Singlet state formation and its impact on magnetic structure in tetramer system SeCuO$_3$

TL;DR

This study investigates the magnetic structure of SeCuO$_3$, revealing non-collinear antiferromagnetic order below 8 K, evidence of high-temperature singlet state formation, and significant magnetic moment renormalization on copper sites.

Contribution

It provides the first detailed experimental characterization of the magnetic ordering and singlet state formation in SeCuO$_3$, highlighting the impact of singlet states on magnetic structure.

Findings

Non-collinear antiferromagnetic order established below 8 K

Singlet states form on tetramers at temperatures as high as 200 K

Strong renormalization of magnetic moments on copper sites

Abstract

We present an experimental investigation of the magnetic structure in a tetramer system SeCuO$_3$ using neutron diffraction and nuclear resonance techniques.
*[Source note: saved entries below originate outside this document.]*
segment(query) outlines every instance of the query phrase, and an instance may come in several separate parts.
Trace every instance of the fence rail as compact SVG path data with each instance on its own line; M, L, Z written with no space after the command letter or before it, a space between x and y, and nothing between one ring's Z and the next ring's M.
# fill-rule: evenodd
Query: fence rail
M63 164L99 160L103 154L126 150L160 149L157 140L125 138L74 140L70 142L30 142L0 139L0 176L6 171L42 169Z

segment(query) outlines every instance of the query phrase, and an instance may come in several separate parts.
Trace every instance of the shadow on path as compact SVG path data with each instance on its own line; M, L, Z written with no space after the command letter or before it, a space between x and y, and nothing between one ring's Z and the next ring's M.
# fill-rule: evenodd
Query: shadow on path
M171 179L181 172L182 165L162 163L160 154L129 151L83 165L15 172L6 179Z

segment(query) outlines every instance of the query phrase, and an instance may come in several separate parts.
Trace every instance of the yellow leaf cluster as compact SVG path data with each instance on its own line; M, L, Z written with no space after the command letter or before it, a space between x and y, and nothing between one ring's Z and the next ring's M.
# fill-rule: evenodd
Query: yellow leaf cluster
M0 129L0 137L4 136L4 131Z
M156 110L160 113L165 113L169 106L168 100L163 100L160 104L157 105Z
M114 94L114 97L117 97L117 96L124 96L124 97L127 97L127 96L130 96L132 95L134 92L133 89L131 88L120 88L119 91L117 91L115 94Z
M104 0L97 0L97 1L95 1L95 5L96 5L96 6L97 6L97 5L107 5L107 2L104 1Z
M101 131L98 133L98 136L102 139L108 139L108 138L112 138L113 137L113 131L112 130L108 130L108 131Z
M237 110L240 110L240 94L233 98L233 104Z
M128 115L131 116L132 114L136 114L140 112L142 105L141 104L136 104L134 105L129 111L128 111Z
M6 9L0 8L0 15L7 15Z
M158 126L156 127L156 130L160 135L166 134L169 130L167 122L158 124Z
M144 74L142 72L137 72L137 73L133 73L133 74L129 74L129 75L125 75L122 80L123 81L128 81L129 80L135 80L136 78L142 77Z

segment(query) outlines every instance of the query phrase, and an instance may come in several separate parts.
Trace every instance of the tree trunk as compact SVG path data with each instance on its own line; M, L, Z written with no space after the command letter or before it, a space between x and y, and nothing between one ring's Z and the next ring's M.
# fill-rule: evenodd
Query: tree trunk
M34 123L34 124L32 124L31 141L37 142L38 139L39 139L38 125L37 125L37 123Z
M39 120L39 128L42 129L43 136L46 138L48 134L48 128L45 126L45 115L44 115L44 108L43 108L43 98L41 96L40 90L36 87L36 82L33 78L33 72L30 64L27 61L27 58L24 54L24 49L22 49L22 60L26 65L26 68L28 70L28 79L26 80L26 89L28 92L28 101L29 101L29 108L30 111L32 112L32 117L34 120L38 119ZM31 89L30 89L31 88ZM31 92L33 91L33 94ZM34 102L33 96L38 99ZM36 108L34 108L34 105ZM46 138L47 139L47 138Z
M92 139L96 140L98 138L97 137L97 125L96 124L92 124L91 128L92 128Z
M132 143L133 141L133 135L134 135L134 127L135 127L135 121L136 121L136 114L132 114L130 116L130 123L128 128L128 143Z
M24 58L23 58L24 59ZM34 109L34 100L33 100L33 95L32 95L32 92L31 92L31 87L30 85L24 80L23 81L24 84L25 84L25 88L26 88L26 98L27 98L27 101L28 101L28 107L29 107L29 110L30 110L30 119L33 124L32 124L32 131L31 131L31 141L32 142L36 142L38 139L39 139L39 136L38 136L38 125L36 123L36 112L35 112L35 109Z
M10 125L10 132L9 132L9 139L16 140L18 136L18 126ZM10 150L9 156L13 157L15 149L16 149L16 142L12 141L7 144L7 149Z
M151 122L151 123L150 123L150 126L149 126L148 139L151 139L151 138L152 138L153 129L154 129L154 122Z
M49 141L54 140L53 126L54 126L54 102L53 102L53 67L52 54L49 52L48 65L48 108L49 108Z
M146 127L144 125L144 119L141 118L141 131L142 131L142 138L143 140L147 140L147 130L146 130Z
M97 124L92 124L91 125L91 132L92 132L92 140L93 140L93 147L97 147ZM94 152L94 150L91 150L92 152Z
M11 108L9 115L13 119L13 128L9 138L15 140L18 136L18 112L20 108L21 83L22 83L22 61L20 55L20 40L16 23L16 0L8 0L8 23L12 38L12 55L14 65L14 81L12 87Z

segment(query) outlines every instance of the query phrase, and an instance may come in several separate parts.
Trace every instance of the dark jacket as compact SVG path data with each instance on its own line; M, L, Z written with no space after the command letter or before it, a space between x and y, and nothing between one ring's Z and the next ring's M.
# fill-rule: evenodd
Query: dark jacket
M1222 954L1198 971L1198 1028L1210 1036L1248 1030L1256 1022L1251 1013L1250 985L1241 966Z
We establish a non-collinear, commensurate antiferromagnetic ordering with a propagation vector $\textbf{k} = \left(0,0,1 \right)$. The order parameter follows a critical behavior near $T_N = 8$ K, with a critical exponent $\beta = 0.32$ in agreement with a 3D universality class. Evidence is presented that a singlet state starts to form on tetramers at temperatures as high as 200 K, and its signature is preserved within the ordered state through a strong renormalization of the ordered magnetic moment on two non-equivalent copper sites, $m_{Cu1} \approx 0.4 \mu_B$ and $m_{Cu2} \approx 0.7 \mu_B$ at 1.5 K.